Comment peut-on expliquer une telle descente aux enfers ? Jusqu'ici, le mécanisme de réussite était parfaitement huilé et s'appuyait sur les idées géniales du fondateur Jeff Bezos : répondre aux attentes des clients de manière parfaite afin de les fidéliser et ainsi nourrir le club Prime (abonnés payants qui dépensent bien plus que les autres). Ouvrir la plateforme à d'autres marchands pour toucher de juteuses commissions, vendre de plus en plus de services payants, faire de la publicité (activité très lucrative) et surtout, développer AWS. Cette filiale, leader mondial du cloud aux profits faramineux, lui a permis d'investir et de recruter à tour de bras. Par exemple, pendant la crise sanitaire, les effectifs mondiaux ont doublé.
Logistique à optimiser
La société ne comptait pas les dollars pour optimiser sa logistique, le nerf de la guerre dans la distribution, ou pour investir dans l'innovation (intelligence artificielle, etc.). Acquérir de nouvelles surfaces de stockage pour se rapprocher des clients, robotiser les processus afin de raccourcir au maximum les délais de livraison (promesse de livrer en un jour les clients Prime), réaliser des acquisitions pour élargir l'offre... De 12 milliards en 2017, les investissements ont atteint 61 milliards en 2021. Lorsque la croissance était au rendez-vous, ces dépenses étaient faciles et les pertes de la division internationale ou celles de sa branche Terminaux et services (dont Alexa, l'assistant vocal) passaient quasi inaperçues. Selon certains experts cités dans le Wall Street Journal, cette activité perdrait autour de 5 milliards de dollars par an. La crise économique a tout fait basculer.

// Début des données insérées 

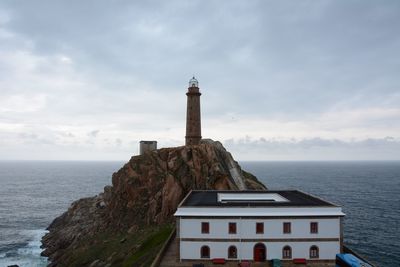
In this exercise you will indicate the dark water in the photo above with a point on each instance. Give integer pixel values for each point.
(369, 193)
(33, 193)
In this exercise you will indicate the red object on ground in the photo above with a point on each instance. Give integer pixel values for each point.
(299, 261)
(219, 261)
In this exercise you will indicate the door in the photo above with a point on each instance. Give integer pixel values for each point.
(260, 252)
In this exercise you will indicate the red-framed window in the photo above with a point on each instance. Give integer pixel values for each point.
(205, 227)
(286, 252)
(259, 228)
(232, 252)
(314, 227)
(232, 228)
(205, 252)
(314, 252)
(287, 227)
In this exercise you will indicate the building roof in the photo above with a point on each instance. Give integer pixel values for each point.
(269, 203)
(246, 198)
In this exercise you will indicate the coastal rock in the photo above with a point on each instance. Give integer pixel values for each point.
(144, 194)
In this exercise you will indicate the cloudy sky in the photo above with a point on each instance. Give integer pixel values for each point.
(280, 80)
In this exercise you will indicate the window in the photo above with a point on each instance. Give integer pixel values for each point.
(205, 252)
(314, 227)
(314, 252)
(232, 252)
(287, 228)
(286, 252)
(259, 228)
(205, 228)
(232, 228)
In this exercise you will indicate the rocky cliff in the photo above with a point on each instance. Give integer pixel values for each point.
(124, 225)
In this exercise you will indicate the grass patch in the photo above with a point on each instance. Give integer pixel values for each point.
(121, 249)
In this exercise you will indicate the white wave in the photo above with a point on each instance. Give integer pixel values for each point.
(29, 255)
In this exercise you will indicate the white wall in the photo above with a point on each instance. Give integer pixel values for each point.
(273, 228)
(191, 249)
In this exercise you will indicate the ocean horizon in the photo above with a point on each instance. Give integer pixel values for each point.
(34, 192)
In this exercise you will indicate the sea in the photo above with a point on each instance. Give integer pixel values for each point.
(33, 193)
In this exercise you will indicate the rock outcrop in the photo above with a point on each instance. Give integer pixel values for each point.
(144, 194)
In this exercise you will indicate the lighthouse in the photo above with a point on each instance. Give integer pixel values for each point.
(193, 118)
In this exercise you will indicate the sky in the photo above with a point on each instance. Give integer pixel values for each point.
(280, 80)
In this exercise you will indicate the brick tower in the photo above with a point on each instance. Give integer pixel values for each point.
(193, 119)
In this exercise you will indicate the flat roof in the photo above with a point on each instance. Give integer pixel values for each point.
(246, 198)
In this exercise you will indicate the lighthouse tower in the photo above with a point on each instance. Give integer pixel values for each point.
(193, 119)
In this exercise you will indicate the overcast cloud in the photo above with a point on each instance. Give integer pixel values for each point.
(281, 80)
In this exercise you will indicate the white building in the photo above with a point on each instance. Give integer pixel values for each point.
(258, 226)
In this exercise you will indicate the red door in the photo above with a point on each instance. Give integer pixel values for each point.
(259, 252)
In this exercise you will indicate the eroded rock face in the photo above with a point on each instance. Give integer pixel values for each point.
(145, 191)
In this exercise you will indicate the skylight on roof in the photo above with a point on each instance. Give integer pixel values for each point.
(250, 197)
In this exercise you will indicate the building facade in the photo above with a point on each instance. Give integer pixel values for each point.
(258, 226)
(193, 116)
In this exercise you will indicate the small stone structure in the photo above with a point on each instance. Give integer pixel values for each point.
(147, 146)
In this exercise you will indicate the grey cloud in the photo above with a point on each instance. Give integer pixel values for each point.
(93, 133)
(129, 62)
(387, 148)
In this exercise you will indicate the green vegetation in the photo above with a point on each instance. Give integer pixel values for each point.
(121, 249)
(149, 247)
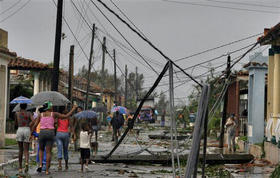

L'inflation galopante a grevé le pouvoir d'achat des ménages, la guerre en Ukraine a renchéri les matières premières (le fioul représente 20% de ses frais de port) et la politique zéro Covid chinoise a bouleversé le fret mondial. La belle mécanique amazonienne s'est grippée et Andy Jassy, le patron depuis juillet 2021, va devoir apprendre la rigueur. Dans une interview au média américain Vox, lors de la conférence Code en septembre dernier, il explique : « En 2020, notre croissance était de 39%. Nous avons alors pris la décision d'agrandir nos capacités et notre réseau de transport. L'inflation inhabituelle nous conduit aujourd'hui à améliorer notre efficacité. Nous sommes concentrés sur l'optimisation. » Les économies seront faciles à trouver. Amazon dispose de trop de capacités de stockage. La firme aurait créé en deux ans autant de mètres carrés d'entrepôts que Walmart en cinquante ans. L'heure est à la baisse des coûts et les salariés devraient en payer le prix. Il se dit, dans la presse américaine, que 10.000 postes (sur un effectif total de 1,5 million) pourraient être supprimés. La société pourrait se séparer d'actifs non rentables.
Dans la distribution, une place plus grande pourrait être dévolue aux marchands, ce qui réduirait ses frais de stockage et de transport. Parallèlement, le groupe devrait mettre les bouchées doubles dans ses divisions les plus lucratives, la publicité et AWS. Non seulement, elles progressent toujours, mais leur marge demeure élevée. L'expansion déraisonnable d'Amazon a connu un arrêt brutal cette année. Redresser la rentabilité est devenu un objectif stratégique. Pour parfaire le tableau, il restera au groupe à accentuer ses efforts pour protéger l'environnement, mieux traiter son personnel et améliorer la transparence fiscale. Le chantier est gigantesque.
Les prochaines annonces pourraient peser à court terme. Nous sommes partisans d'acheter en baisse, vers 83 dollars.